Rechtbank Noord-Nederland

Datum uitspraak
27 februari 2025
Publicatiedatum
4 april 2025
Zaaknummer
24/768
Instantie
Rechtbank Noord-Nederland
Type
Uitspraak
Rechtsgebied
Bestuursrecht
Procedures
  • Eerste aanleg - enkelvoudig
Rechters
Vindplaatsen
  • Rechtspraak.nl
AI samenvatting door LexboostAutomatisch gegenereerd

Beoordeling van een omgevingsvergunning voor een bedrijfsloods in Makkum met betrekking tot parkeren en bijbehorende bouwwerken

In deze uitspraak beoordeelt de Rechtbank Noord-Nederland het beroep van eiser tegen de verleende omgevingsvergunning voor een loods, die door het college van burgemeester en wethouders van de gemeente Súdwest-Fryslân is verleend. De vergunning werd verleend op 5 juli 2023, maar na bezwaar van eiser heeft het college de motivering op 27 december 2023 aangevuld. De rechtbank heeft de zaak op 21 januari 2025 behandeld, waarbij eiser en de gemachtigden van het college en derde-partij aanwezig waren. De rechtbank concludeert dat het beroep gegrond is, omdat het bestreden besluit in strijd is met artikel 7:12 van de Algemene wet bestuursrecht. De rechtbank vernietigt het besluit, maar laat de rechtsgevolgen in stand omdat het college ter zitting het motiveringsgebrek heeft hersteld. Dit betekent dat de verleende omgevingsvergunning voor de opslagloods in stand blijft. Eiser heeft geen proceskosten gemaakt die vergoed kunnen worden, maar het college moet het door eiser betaalde griffierecht van € 187,- vergoeden.

Uitspraak

RECHTBANK NOORD-NEDERLAND
Zittingsplaats Groningen
Bestuursrecht
zaaknummer: LEE 24/768

uitspraak van de enkelvoudige kamer van 27 februari 2025 in de zaak tussen

[eiser], uit Makkum, eiser

en
het college van burgemeester en wethouders van de gemeente Súdwest-Fryslân, hierna te noemen het college
(gemachtigden: mr. M.R. van der Velde, E.E. van der Pal, C. van de Wal).

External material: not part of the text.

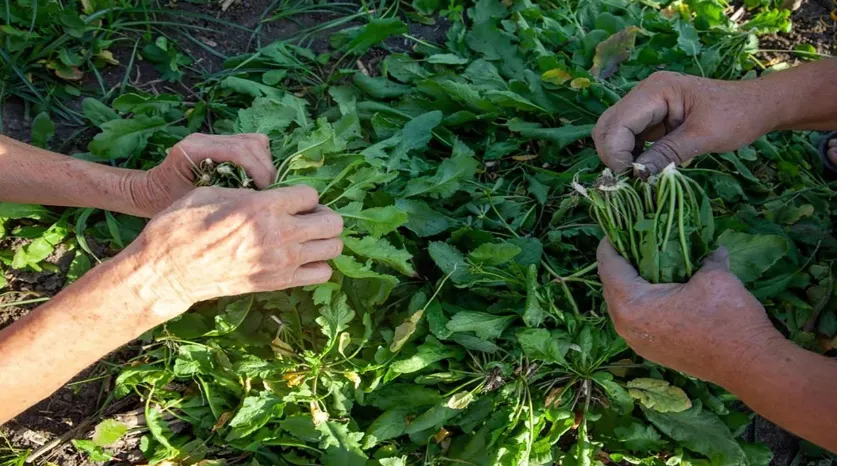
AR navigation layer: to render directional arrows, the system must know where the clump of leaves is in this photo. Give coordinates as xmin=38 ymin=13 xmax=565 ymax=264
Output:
xmin=576 ymin=164 xmax=713 ymax=283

Als derde-partij neemt aan de zaak deel: [derde belanghebbende] uit Makkum (derde-partij)

(gemachtigde: mr. S.T. Bosch).

Inleiding

1. In deze uitspraak beoordeelt de rechtbank het beroep van eiser tegen de verleende omgevingsvergunning voor een loods.
1.1.
Het college heeft de vergunning met het besluit van 5 juli 2023 verleend. Met het bestreden besluit van 27 december 2023 op het bezwaar van eiser heeft het college de motivering aangevuld en is het college voor het overige hierbij gebleven.
1.2.
Het college heeft op het beroep gereageerd met een verweerschrift. Derde-partij heeft ook schriftelijk gereageerd.
1.3.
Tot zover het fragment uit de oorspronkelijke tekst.